– Макбет!!! – заорала она.
– Мяу! – отозвался кот, а почудилось, будто он сказал:
«Не бойся, я здесь».
Надо отдать должное Макбету: он откликался всякий раз, когда
Марина начинала пугаться, и дело свое проводническое делал исправно: уже вскоре
под ногами стало сухо, потом пол начал повышаться, и наконец Марина споткнулась
о ступеньку. Лестница!
Это была такая же винтовая лестница, как та, по которой она
столько раз пробежалась сегодня. Может быть, кот привел ее во вторую башню?
Хорошо бы: она обитаема, там комнаты Джессики и, кажется, Джаспера. Там-то уж,
если Марина начнет кричать, ее наверняка услышат.
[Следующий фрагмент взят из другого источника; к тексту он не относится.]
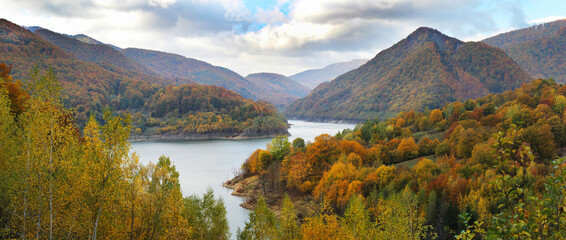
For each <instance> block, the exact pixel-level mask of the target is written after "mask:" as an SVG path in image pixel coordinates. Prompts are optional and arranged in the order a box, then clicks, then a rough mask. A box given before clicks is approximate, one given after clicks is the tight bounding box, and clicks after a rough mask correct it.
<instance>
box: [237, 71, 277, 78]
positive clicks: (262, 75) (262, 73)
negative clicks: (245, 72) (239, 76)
mask: <svg viewBox="0 0 566 240" xmlns="http://www.w3.org/2000/svg"><path fill="white" fill-rule="evenodd" d="M248 77H263V78H279V77H284V78H287V77H286V76H283V75H281V74H278V73H268V72H260V73H251V74H249V75H248V76H246V78H248Z"/></svg>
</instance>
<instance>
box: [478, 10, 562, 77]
mask: <svg viewBox="0 0 566 240" xmlns="http://www.w3.org/2000/svg"><path fill="white" fill-rule="evenodd" d="M483 42H485V43H487V44H489V45H492V46H495V47H499V48H502V49H503V51H505V53H507V55H509V57H511V58H512V59H513V60H515V61H516V62H517V63H518V64H519V65H520V66H521V67H522V68H523V69H525V70H526V71H527V72H528V73H529V74H530V75H531V76H533V77H537V78H550V77H552V78H554V80H555V81H557V82H559V83H566V61H565V60H566V19H564V20H558V21H554V22H550V23H544V24H540V25H536V26H532V27H529V28H524V29H519V30H515V31H512V32H508V33H502V34H499V35H497V36H494V37H491V38H488V39H485V40H483Z"/></svg>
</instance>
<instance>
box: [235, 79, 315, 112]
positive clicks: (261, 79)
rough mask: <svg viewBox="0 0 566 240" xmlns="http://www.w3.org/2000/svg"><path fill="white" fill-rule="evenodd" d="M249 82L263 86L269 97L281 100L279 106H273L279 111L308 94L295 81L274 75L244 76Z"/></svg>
mask: <svg viewBox="0 0 566 240" xmlns="http://www.w3.org/2000/svg"><path fill="white" fill-rule="evenodd" d="M246 79H247V80H249V81H250V82H252V83H254V84H256V85H259V86H263V87H264V88H265V89H266V90H267V91H266V93H268V94H269V95H271V96H272V97H277V98H279V99H281V101H280V104H278V105H275V106H277V108H279V109H284V108H285V107H287V106H289V105H290V104H291V103H292V102H293V101H294V100H296V99H299V98H302V97H304V96H306V95H307V94H309V92H310V89H308V88H306V87H305V86H303V85H301V84H300V83H298V82H296V81H295V80H293V79H291V78H288V77H285V76H283V75H281V74H276V73H254V74H250V75H248V76H246Z"/></svg>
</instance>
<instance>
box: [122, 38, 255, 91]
mask: <svg viewBox="0 0 566 240" xmlns="http://www.w3.org/2000/svg"><path fill="white" fill-rule="evenodd" d="M122 53H124V54H125V55H126V56H128V57H129V58H131V59H133V60H134V61H136V62H138V63H140V64H142V65H144V66H147V67H148V68H149V69H151V70H152V71H154V72H156V73H158V74H159V75H161V76H163V77H166V78H176V79H180V81H178V83H184V82H183V81H184V80H183V79H191V80H193V81H195V82H197V83H200V84H205V85H215V86H219V87H224V88H226V89H229V90H232V91H234V92H237V93H238V94H240V95H242V96H243V97H245V98H253V99H256V100H257V99H258V98H257V97H256V95H255V93H256V92H258V90H259V88H258V86H256V85H254V84H252V83H250V82H249V81H248V80H246V79H245V78H244V77H242V76H240V75H239V74H237V73H235V72H233V71H231V70H229V69H226V68H222V67H217V66H213V65H211V64H209V63H207V62H203V61H200V60H197V59H193V58H187V57H183V56H181V55H178V54H173V53H165V52H159V51H153V50H146V49H138V48H126V49H123V50H122Z"/></svg>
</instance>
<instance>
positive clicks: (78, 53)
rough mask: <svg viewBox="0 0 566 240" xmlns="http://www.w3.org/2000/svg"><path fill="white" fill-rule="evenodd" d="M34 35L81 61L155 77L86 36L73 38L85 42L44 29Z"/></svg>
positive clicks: (84, 35)
mask: <svg viewBox="0 0 566 240" xmlns="http://www.w3.org/2000/svg"><path fill="white" fill-rule="evenodd" d="M34 33H35V34H36V35H38V36H40V37H41V38H43V39H44V40H46V41H48V42H50V43H52V44H54V45H55V46H57V47H59V48H61V49H63V50H64V51H65V52H68V53H70V54H72V55H73V56H75V57H76V58H77V59H79V60H81V61H84V62H92V63H100V64H104V63H111V64H113V65H116V66H118V67H120V68H122V69H124V70H128V71H137V72H140V73H144V74H148V75H156V74H155V73H154V72H152V71H151V70H149V69H148V68H146V67H144V66H142V65H141V64H139V63H137V62H135V61H133V60H131V59H130V58H128V57H127V56H125V55H124V54H122V53H121V52H119V51H118V50H116V49H114V48H112V47H111V46H108V45H106V44H103V43H102V44H99V43H101V42H99V41H97V40H95V39H91V38H88V37H86V35H75V37H79V38H81V39H83V40H85V41H81V40H78V39H76V38H74V37H73V36H69V35H64V34H59V33H55V32H52V31H50V30H48V29H44V28H40V29H37V30H35V31H34ZM82 36H85V37H82ZM87 39H90V40H87Z"/></svg>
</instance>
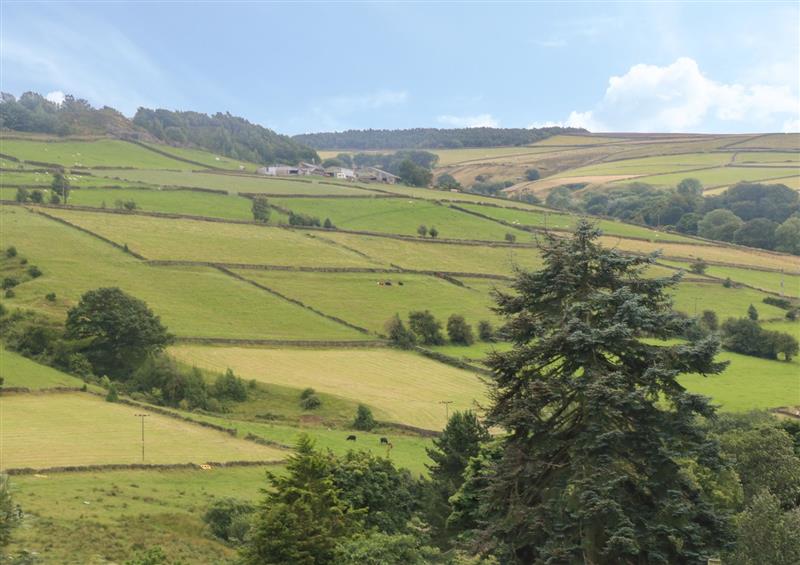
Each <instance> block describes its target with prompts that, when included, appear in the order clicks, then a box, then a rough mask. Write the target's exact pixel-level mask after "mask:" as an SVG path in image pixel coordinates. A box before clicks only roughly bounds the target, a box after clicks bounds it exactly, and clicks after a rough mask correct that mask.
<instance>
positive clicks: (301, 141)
mask: <svg viewBox="0 0 800 565" xmlns="http://www.w3.org/2000/svg"><path fill="white" fill-rule="evenodd" d="M561 133H586V130H584V129H578V128H561V127H548V128H487V127H483V128H455V129H437V128H413V129H399V130H389V129H367V130H347V131H341V132H324V133H305V134H300V135H295V136H294V137H293V139H294V140H295V141H298V142H299V143H302V144H304V145H308V146H310V147H313V148H315V149H324V150H332V149H333V150H335V149H354V150H362V151H367V150H380V149H408V148H415V149H438V148H458V147H502V146H508V145H530V144H531V143H535V142H536V141H540V140H542V139H546V138H548V137H550V136H553V135H558V134H561Z"/></svg>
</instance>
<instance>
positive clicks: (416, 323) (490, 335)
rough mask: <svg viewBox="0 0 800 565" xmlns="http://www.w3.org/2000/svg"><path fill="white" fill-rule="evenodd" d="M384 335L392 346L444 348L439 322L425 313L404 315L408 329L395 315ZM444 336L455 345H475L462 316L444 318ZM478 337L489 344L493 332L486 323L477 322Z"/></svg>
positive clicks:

И вдруг она осознала, что Макбета впереди нет. Pастворился в
темноте?
– Кис, кис! – окликнула Марина, на нелепое мгновение
вдруг озадачившись размышлением, понятен ли английским котам этот русский
призыв.
– Мяу! – услышала она насмешливый отзыв и облегченно
вздохнула: понятен.
Огляделась: а где же Макбет? Его по-прежнему не видать, и
голос его стал глуше, словно из-за стены доносится. Да, слева стена, за которой
теперь оказался кот… а Марина? Она зашарила по камню руками и ничуть не
удивилась, когда наткнулась на две доски. Их, правда, не удалось расшвырять –
только раздвинуть, однако протиснуться в образовавшееся отверстие она смогла
без труда.
Потянуло запахом свечей и еще чем-то сладковатым, приторным,
не то духами, не то курениями. Совсем близко люди! А вот и Макбет –
спасительное белое облачко! Марина подавила желание обратиться к нему с
приветственной речью, а только погладила и прошептала, едва сдерживая слезы:
– Спасибо, голубчик Макбетушко! Век за тебя буду бога
молить.
Она спохватилась, что говорит по-русски, однако этот кот,
похоже, обладал незаурядной способностью к языкам.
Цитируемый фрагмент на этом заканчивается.